Selon l'étude “Junior Connect'” de 2017, les 13-19 ans étaient connectés en moyenne 15 heures 11 minutes par semaine, soit 1 heure 30 minutes de plus qu'en 2015. Les plus jeunes ne sont pas en reste puisque les 7-12 ans passent en moyenne 6 heures 10 minutes sur le web par semaine (soit 45 minutes supplémentaires par rapport à 2015) et les 1-6 ans 4 heures 37 minutes (soit 55 minutes supplémentaires par rapport à 2015).

Les conséquences de cette exposition de plus en plus précoce et importante ne tendent qu'à s'aggraver malgré les alertes des spécialistes.

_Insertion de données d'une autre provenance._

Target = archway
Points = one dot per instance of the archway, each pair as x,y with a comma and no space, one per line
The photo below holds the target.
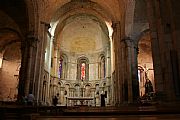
10,63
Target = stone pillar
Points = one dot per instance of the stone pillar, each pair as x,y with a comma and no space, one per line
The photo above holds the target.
157,63
26,65
116,43
39,64
166,62
128,83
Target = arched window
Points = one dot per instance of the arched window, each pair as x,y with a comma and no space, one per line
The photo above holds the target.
83,69
102,67
62,66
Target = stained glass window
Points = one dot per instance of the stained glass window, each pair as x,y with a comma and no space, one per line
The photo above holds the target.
83,67
60,68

Ceux-ci démontrent, en outre, que l'exposition aux écrans est particulièrement néfaste pour les enfants de moins de trois ans car elle peut nuire gravement à leur développement.

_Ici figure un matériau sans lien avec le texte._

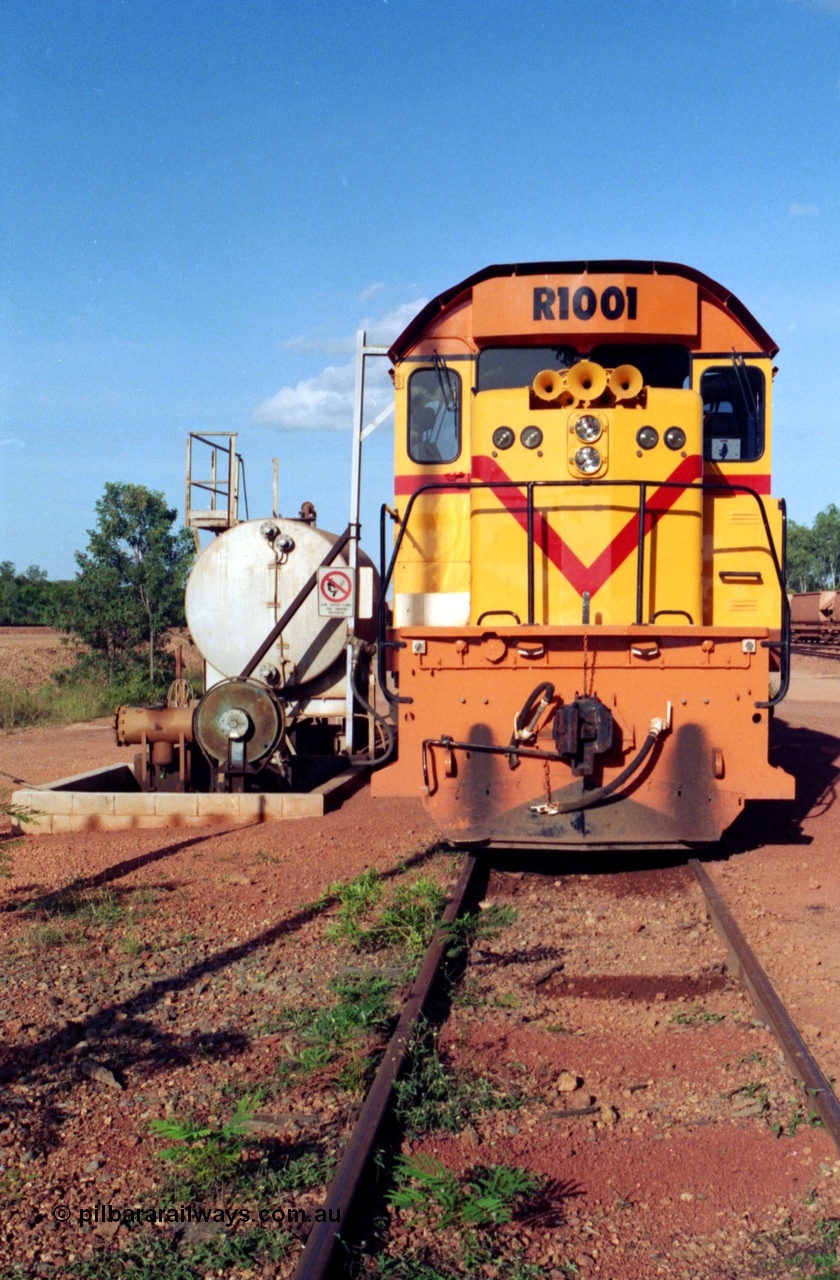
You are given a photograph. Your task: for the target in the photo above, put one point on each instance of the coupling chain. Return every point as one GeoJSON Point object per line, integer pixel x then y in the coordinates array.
{"type": "Point", "coordinates": [589, 668]}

Face à l'ensemble des risques encourus par les jeunes, la proposition de loi vise à reprendre certaines dispositions adoptées en 2018 au Sénat et en 2023 à l'Assemblée nationale et à les compléter de mesures sur le rôle déterminant de la communauté éducative.

Pour y parvenir, la proposition de loi :

- instaure une formation des professionnels de santé et du secteur médico-social ainsi que des professionnels de la petite enfance aux risques associés aux différents degrés d'exposition aux écrans numériques pour les enfants et adolescents ;
- prévoit l'inscription des messages de prévention des risques de cette exposition des enfants sur les emballages de téléphones portables, d'ordinateurs, de tablettes et de produits assimilés mais aussi  l'insertion des messages de prévention dans les publicités de ces produits ;
- intègre aux consultations et actions de prévention des PMI une action de lutte contre l'exposition excessive des enfants aux écrans ;
- précise que le projet d'école ou d'établissement détermine la politique de l'école ou de l'établissement et les actions menées auprès des élèves, des professionnels et des parents en matière de sensibilisation aux effets nocifs des écrans et au caractère addictif des réseaux sociaux.

Les apports du Sénat

Afin de protéger les jeunes de l'exposition précoce des écrans, la proposition de loi adoptée par le Sénat : 
- oblige les plateformes à interdire l’accès des réseaux sociaux aux mineurs de 13 ans et à mettre en place un système de vérification de l’âge robuste, conforme à un référentiel de l’Arcom ;
- étend l'interdiction de la publicité destinée aux enfants de moins de 14 ans pour les téléphones portables à l’ensemble des équipements dotés d’un écran : téléphones, tablettes, ordinateurs, téléviseurs, montres connectées et dispositifs assimilés ;
- rend effective l'interdiction des téléphones portables et appareils assimilés dans les écoles et collèges.

Par ailleurs, le Sénat a également souhaité : 
- inclure les montres connectées dans le dispositif d'encadrement des écrans ;
- tendre l'application des dispositions de cette proposition de loi à l'ensemble des établissements de la petite enfance, ainsi qu'aux établissements privés sous contrat ;
- inclure la médecine scolaire et la médecine de ville aux mesures de sensibilisation et autres actions mises en place ;
- créer une peine de 37 500 € d'amende en cas de non-respect de l’obligation d’apposition d’un message de prévention sur les emballages d’appareils connectés neufs ou reconditionnés.

Enfin, afin d'évaluer les politiques et dispositifs mis en œuvre pour lutter contre l’exposition précoce et excessive des enfants et des jeunes aux écrans, la proposition de loi intègre une clause de rendez-vous commun, tous les trois ans, pour les différents acteurs institutionnels, industriels et associatifs.